Buenos Aires. Les organisations de défense des droits de l’homme ont dénoncé une augmentation continue de la répression étatique en Argentine sous l’administration du président Javier Milei, en particulier en relation avec les manifestations sociales de 2024 et 2025. Cela ressort du rapport de suivi sur la répression des manifestations préparé par la Comisión Provincial por la Memoria (CPM), qui analyse les actions des forces de sécurité fédérales et de la police de la ville de Buenos Aires lors des mobilisations sociales.
Le rapport note que la répression est « systématique mais sélective » et s’inscrit dans le cadre d’une politique visant à restreindre l’exercice du droit de protestation sociale.

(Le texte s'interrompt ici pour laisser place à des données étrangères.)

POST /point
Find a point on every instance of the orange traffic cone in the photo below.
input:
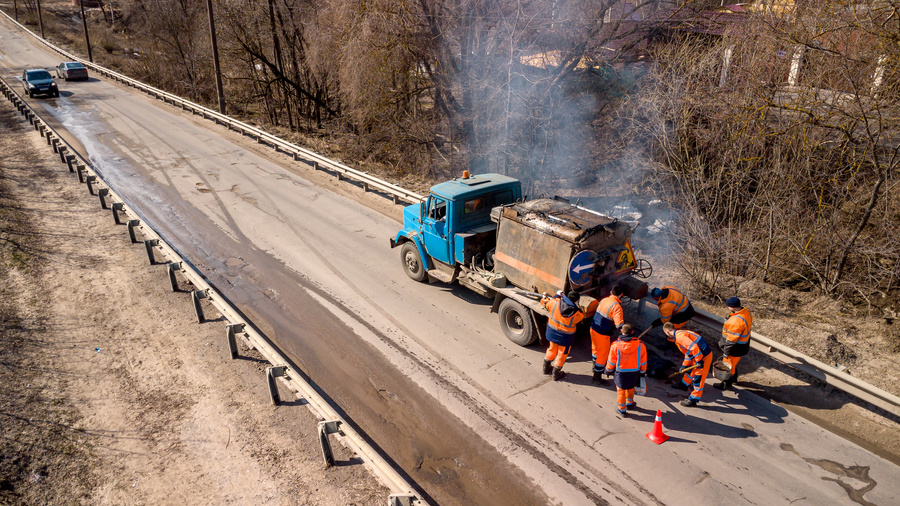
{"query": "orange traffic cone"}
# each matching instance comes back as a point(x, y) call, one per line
point(656, 435)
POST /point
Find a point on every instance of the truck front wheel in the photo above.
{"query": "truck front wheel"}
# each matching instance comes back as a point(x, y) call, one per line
point(412, 262)
point(516, 322)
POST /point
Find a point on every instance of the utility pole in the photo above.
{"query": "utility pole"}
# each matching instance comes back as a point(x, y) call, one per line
point(87, 40)
point(40, 19)
point(212, 35)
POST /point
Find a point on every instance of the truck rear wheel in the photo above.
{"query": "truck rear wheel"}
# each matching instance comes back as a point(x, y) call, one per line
point(412, 262)
point(516, 322)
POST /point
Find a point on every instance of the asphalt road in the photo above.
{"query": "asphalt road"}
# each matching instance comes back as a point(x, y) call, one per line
point(424, 370)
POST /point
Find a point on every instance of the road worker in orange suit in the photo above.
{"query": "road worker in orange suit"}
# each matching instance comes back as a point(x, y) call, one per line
point(607, 317)
point(735, 341)
point(696, 353)
point(628, 359)
point(673, 307)
point(564, 317)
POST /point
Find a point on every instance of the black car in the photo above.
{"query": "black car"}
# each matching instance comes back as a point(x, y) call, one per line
point(39, 82)
point(71, 70)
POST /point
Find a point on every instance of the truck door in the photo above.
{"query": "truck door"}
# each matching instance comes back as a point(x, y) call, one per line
point(435, 229)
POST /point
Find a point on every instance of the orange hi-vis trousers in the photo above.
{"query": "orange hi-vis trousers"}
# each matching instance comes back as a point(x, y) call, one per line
point(558, 352)
point(733, 361)
point(697, 377)
point(624, 398)
point(599, 349)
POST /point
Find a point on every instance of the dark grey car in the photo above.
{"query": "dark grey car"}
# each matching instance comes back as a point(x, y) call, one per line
point(39, 82)
point(71, 70)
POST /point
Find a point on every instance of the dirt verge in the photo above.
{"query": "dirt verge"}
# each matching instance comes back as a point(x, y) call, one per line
point(112, 392)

Selon les données recueillies, 139 mobilisations ont été observées entre 2024 et 2025, dont 51 accompagnées de mesures répressives, soit 37 pour cent. En 2024, 17 manifestations ont été violemment dispersées, tandis que ce nombre est passé à 34 en 2025, témoignant d’une augmentation à la fois de la fréquence et de l’intensité des interventions policières.

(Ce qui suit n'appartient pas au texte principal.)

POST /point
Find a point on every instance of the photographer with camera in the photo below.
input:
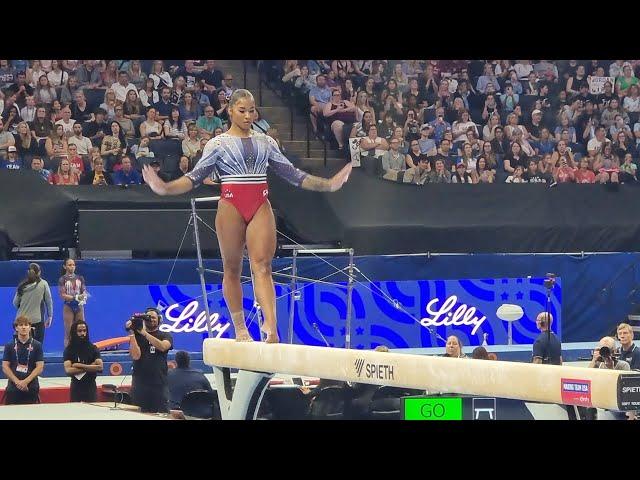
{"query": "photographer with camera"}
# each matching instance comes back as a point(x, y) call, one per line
point(605, 356)
point(148, 347)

Selon le CPM, le nombre de blessés a atteint un total de 2.585 personnes au cours de la période étudiée, dont 1.216 en 2024 et 1.369 en 2025, soit une augmentation annuelle de 13 pour cent. Les retraités ont été particulièrement touchés, dont le nombre de blessés est passé de 42 en 2024 à 155 en 2025, ainsi que les enfants et les jeunes exposés aux gaz lacrymogènes lors des opérations de police.
Le rapport souligne également une augmentation des attaques contre les professionnels des médias. En 2025, 184 journalistes et photojournalistes ont été blessés, contre 98 cas documentés en 2024. Le 12 mars 2025, le photographe Pablo Grillo a subi un grave traumatisme crânien après avoir été touché par un obus lacrymogène tiré par les forces de sécurité. Le même jour, 672 personnes ont été blessées. C’est la mission qui a enregistré le plus de blessés au cours de la période analysée.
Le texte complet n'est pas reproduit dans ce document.